Alireza, another Iranian, told Radio Farda that he was considering selling his assets and moving abroad because “it seems that this time, war is coming.”
Several younger Iranians who spoke to Radio Farda appeared unfazed by the prospect of war. That has surprised the generation of Iranians who witnessed the devastating 1980-88 Iran-Iraq War.

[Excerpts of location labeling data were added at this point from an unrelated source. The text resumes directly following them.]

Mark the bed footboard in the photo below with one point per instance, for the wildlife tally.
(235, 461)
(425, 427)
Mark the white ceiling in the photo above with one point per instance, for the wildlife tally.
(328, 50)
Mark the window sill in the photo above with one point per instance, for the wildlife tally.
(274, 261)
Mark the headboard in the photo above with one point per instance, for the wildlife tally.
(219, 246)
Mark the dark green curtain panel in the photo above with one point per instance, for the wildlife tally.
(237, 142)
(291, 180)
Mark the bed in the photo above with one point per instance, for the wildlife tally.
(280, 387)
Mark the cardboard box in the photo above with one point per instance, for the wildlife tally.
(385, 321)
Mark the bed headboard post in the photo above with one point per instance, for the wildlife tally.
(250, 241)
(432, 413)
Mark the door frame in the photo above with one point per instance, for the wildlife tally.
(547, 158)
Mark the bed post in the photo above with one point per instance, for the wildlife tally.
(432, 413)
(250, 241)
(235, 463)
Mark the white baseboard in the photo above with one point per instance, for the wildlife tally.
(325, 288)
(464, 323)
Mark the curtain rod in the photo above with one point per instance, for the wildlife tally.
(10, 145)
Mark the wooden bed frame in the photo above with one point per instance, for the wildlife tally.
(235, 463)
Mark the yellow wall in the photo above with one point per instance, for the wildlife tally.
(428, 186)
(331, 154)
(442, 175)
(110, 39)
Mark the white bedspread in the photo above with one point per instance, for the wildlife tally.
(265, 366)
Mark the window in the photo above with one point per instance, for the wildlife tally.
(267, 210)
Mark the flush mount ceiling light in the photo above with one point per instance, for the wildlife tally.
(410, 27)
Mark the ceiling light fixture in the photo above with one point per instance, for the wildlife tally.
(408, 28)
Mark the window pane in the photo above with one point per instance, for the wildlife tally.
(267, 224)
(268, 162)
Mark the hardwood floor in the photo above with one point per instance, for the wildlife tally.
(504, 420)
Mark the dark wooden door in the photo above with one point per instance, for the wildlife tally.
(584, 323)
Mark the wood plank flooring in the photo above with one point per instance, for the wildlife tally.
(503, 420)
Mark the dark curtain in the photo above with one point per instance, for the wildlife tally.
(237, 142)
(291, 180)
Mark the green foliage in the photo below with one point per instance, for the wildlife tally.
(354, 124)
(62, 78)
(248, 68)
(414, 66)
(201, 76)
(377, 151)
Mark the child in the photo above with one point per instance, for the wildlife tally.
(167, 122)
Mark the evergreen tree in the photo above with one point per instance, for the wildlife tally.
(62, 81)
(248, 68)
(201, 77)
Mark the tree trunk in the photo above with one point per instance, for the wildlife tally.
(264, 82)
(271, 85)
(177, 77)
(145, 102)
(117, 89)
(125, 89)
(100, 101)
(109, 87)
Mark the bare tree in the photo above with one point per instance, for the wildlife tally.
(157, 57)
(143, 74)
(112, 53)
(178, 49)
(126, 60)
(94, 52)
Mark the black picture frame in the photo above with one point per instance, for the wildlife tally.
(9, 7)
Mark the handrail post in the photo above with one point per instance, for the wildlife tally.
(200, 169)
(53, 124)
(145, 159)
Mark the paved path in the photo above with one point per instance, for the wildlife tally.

“They have no understanding of war and its consequences,” said Fereshteh, who is from Khuzestan Province, one of the worst-hit areas during the war with Iraq. “It looks like we’re going to be displaced again.”
The fear is not just limited to Iranians.
Members of Iran’s sizeable Afghan community, some of whom fled Taliban rule in Afghanistan, are scared that they might be forced to leave the Islamic republic.
“We had no choice but to flee Afghanistan for Iran out of fears for our lives, but today the rising tensions between Iran and Israel suggest that the region is on the brink of war,” Afghan women’s rights activist Halima Pazhwak told RFE/RL’s Radio Azadi.
“We don’t know where to go from here,” she added.